Wir können davor nicht die Augen verschließen. Die Überalterung und der Rückgang der Bevölkerung sind eine globale zivilisatorische Herausforderung. Eine neue Statistik, die in Newsweek veröffentlicht wurde, zeigt das Ausmaß des Problems am Beispiel der "asiatischen Tiger" gut auf.

Heute sind China, Südkorea und Japan die wichtigsten Motoren der globalen Entwicklung und des Wirtschaftswachstums. Die Prognosen für ihre Zukunft sind jedoch düster – bei dem Tempo, in dem ihre Bevölkerung altert,cwird von ihrem Wirtschaftswunder schon bald nichts mehr übrig sein. Das Sozialversicherungs- und das Gesindheitssystem werden schlichtweg zusammenbrechen, und die Produktion wird unter Personalmangel leiden – schon jetzt ziehen es viele junge Menschen in China vor, nicht arbeiten zu gehen, sondern ihren älteren Verwandten für ein entsprechendes Gehalt zu helfen.

Die asiatischen Regierungen haben immer wieder versucht, die Geburtenrate zu erhöhen und dafür Hunderte Milliarden Dollar ausgegeben. In Südkorea bietet ein Bauunternehmen seinen Angestellten eine einmalige Zahlung von 75.000 Dollar für ein Neugeborenes an. Die Ergebnisse sind minimal. Südkorea verzeichnet weiterhin rekordverdächtige Geburtenraten. China hat die Politik "Eine Familie, ein Kind" vor acht Jahren aufgehoben, aber chinesische Eltern sind trotzdem nicht bereit, ein zweites Kind zu bekommen.

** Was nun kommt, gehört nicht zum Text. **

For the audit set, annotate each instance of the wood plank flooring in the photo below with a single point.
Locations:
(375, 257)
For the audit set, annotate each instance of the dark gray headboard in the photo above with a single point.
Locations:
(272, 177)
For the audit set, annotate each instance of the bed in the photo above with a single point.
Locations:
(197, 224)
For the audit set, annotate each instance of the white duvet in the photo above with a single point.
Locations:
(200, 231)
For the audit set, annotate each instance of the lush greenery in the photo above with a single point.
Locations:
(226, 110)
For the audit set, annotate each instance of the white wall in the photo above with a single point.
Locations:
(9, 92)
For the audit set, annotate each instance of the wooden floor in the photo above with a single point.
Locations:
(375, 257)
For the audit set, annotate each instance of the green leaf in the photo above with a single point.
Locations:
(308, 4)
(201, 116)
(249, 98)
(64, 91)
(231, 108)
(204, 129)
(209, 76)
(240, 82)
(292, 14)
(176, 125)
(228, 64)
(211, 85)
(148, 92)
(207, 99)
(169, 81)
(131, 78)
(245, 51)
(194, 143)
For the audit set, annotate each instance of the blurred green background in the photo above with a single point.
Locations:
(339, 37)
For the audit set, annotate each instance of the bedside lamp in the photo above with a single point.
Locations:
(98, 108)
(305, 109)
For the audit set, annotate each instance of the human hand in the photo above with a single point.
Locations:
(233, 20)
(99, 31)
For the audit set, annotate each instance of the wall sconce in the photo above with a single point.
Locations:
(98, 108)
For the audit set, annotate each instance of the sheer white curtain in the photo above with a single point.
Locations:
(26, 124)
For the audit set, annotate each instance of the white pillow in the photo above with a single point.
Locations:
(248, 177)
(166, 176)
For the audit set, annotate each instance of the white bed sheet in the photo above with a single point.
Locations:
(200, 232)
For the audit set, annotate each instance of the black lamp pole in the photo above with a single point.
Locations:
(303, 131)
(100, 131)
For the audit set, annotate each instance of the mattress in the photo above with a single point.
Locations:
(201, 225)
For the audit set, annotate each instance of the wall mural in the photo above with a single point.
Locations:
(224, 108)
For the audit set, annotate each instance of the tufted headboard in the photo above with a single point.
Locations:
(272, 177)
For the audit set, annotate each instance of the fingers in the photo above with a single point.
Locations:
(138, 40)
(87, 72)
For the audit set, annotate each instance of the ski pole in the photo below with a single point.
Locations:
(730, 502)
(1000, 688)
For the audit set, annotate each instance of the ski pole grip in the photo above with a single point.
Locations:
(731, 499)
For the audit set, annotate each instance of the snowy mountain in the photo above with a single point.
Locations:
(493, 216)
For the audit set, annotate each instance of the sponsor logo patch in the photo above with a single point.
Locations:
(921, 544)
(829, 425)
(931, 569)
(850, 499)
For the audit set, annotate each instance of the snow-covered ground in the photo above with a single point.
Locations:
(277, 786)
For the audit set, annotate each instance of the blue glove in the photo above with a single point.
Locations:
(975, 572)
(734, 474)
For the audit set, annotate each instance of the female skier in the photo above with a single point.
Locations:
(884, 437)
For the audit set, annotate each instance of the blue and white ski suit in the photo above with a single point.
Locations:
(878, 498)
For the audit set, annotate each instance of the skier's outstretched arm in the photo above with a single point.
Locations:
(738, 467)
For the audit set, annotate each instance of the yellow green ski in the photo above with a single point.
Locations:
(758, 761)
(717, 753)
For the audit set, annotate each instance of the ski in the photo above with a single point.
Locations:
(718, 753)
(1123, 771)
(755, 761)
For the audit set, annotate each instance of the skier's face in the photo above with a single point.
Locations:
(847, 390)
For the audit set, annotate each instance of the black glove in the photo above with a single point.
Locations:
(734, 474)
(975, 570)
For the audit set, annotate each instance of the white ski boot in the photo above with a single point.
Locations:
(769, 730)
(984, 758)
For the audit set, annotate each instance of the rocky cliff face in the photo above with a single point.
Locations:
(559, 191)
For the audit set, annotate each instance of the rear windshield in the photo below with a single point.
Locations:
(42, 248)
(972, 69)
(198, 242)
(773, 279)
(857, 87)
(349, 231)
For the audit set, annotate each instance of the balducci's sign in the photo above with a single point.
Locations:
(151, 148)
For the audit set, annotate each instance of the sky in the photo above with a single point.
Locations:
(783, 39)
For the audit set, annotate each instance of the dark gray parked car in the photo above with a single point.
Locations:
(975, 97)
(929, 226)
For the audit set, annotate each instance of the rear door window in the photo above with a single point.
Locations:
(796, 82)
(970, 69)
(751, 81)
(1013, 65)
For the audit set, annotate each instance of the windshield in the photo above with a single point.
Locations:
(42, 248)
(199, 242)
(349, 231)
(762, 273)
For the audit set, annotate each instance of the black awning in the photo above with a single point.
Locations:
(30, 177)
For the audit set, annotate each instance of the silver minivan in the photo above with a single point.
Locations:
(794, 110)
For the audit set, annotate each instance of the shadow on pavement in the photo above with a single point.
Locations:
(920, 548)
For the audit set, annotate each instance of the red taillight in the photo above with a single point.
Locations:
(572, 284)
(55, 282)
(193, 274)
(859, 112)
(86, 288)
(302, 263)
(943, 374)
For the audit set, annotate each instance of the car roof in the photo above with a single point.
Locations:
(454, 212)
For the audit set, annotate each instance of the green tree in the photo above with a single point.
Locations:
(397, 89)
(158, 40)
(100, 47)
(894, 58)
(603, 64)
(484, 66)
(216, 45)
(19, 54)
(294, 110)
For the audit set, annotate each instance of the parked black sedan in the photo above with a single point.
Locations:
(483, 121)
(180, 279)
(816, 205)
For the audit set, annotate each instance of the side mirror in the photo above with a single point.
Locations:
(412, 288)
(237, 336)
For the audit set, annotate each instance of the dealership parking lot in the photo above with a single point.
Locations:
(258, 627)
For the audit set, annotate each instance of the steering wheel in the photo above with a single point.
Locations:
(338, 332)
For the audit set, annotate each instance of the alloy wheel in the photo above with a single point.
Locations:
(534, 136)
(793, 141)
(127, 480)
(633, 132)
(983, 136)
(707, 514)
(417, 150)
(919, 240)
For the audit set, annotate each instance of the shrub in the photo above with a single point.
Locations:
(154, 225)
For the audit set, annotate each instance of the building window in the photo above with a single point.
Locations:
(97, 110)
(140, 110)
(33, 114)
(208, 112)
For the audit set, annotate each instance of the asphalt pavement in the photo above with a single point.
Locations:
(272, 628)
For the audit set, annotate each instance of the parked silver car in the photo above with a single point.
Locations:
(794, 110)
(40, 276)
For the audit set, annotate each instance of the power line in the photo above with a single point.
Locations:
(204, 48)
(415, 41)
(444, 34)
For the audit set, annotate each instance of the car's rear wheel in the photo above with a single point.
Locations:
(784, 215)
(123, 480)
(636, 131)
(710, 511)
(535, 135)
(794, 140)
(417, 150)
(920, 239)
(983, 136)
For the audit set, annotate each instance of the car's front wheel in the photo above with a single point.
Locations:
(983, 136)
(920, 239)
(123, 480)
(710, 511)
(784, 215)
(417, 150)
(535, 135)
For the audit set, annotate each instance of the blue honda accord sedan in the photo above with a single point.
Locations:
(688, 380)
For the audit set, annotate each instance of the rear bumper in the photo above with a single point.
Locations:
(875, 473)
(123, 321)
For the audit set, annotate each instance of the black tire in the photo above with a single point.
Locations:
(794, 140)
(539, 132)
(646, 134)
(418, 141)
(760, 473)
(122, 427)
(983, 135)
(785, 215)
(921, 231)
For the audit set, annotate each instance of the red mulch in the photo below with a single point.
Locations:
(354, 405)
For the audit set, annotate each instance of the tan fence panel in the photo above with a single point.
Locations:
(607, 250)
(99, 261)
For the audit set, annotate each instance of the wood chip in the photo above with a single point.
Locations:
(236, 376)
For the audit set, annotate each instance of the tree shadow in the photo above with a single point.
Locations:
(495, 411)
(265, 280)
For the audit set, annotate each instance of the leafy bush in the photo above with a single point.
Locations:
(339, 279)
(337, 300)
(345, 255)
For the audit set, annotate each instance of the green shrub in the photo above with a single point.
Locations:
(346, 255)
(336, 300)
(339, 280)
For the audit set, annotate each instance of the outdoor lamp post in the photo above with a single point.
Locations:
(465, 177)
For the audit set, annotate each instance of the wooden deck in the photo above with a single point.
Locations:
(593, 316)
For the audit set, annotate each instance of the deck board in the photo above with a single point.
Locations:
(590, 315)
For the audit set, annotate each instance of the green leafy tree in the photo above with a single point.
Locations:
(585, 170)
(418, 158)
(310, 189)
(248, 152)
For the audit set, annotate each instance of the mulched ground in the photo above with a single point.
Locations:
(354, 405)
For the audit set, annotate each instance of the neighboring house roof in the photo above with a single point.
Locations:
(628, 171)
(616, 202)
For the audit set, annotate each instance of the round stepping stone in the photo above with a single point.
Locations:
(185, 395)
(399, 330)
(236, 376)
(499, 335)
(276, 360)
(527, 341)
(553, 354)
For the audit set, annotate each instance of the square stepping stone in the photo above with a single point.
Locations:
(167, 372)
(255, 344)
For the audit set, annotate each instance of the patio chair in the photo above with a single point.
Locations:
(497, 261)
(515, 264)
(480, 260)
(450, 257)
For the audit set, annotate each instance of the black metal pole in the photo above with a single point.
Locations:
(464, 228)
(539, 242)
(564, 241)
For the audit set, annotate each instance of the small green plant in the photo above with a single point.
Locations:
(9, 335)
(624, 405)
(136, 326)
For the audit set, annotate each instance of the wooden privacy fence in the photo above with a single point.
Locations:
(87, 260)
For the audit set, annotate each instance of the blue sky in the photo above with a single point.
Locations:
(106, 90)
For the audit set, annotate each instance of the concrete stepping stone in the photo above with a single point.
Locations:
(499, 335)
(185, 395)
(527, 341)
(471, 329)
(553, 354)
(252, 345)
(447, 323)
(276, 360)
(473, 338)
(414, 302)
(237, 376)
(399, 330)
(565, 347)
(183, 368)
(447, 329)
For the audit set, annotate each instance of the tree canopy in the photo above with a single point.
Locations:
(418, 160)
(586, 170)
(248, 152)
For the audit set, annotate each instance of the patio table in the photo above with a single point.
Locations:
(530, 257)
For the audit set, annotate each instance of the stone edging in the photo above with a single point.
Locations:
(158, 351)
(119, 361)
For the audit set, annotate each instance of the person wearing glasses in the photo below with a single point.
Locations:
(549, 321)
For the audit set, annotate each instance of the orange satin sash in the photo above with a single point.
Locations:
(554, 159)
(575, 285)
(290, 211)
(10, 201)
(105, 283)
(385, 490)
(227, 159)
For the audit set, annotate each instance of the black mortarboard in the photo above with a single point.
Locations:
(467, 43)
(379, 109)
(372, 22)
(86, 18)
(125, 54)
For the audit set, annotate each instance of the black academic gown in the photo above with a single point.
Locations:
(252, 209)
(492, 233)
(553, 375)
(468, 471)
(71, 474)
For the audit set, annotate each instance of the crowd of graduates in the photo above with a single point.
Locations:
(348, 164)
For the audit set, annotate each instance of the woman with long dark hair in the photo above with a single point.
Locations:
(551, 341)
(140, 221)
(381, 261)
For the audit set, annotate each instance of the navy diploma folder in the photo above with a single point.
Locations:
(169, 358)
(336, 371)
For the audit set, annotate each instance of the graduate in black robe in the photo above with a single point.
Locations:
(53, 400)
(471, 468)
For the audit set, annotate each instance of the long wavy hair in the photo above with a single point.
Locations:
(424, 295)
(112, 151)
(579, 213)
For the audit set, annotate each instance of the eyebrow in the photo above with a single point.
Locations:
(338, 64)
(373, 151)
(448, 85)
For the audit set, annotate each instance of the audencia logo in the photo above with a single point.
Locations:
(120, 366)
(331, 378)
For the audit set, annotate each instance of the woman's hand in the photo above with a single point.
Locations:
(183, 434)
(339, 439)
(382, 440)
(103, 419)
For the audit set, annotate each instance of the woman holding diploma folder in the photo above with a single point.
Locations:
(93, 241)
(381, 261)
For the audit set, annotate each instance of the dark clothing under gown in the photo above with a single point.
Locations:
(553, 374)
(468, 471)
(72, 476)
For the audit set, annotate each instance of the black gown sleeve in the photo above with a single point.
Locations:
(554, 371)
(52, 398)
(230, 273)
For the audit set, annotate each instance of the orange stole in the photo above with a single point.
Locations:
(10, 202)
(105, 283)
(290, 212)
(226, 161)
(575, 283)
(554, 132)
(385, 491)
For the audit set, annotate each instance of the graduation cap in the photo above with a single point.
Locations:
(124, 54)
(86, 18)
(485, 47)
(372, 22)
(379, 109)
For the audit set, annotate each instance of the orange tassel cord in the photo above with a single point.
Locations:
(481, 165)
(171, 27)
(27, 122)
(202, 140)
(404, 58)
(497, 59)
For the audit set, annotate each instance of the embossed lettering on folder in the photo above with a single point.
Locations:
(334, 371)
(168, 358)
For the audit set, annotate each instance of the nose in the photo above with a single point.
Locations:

Die reichen Länder, denen es gelingt, die Fertilität in der Nähe des Reproduktionsniveaus zu halten, tun dies mithilfe von Migranten. Dies ist in Frankreich der Fall, das eine sehr respektable Rate von 1,83 Kindern pro Frau aufweist. Das gilt auch für die Vereinigten Staaten (1,64), die in den letzten Jahren ihr Bevölkerungswachstum durch Millionen von Migranten über die Südgrenze erreichen konnten. Die Lateinamerikaner sind die einzige Minderheit im Lande, bei der die Geburtenrate nicht sinkt, sondern steigt.

Ja, der Reichtum Russlands ist sein Wettbewerbsvorteil, und Menschen aus weniger erfolgreichen Regionen kommen zu uns und werden es auch weiterhin tun. Viele kommen gleich mit ihrem Land – Krimbewohner zum Beispiel oder die Bewohner von Noworossija. Unsere Aufgabe besteht lediglich darin, die Migrationsströme zu regulieren. Russischen Migranten aus allen Teilen der Welt absoluten Vorrang zu geben. Die Erlangung der Staatsbürgerschaft darf nicht zu einer Formalität werden. Die Gesetze in Bezug auf Migranten klar umzusetzen und von ihnen zu verlangen, dass sie dasselbe tun. Es gibt unzählige Beispiele von Ländern, die die Migration in den Dienst ihrer Entwicklung gestellt haben, man denke nur an die VAE.

Die Humanressourcen machen heute wirklich den Unterschied aus. Wenn man sie wegwirft, verurteilt man sein Land zu Stagnation, Niedergang und Armut. Brauchen wir das?

Übersetzt aus dem Russischen. Der Artikel ist am 20. Mai 2024 auf ria.ru erschienen.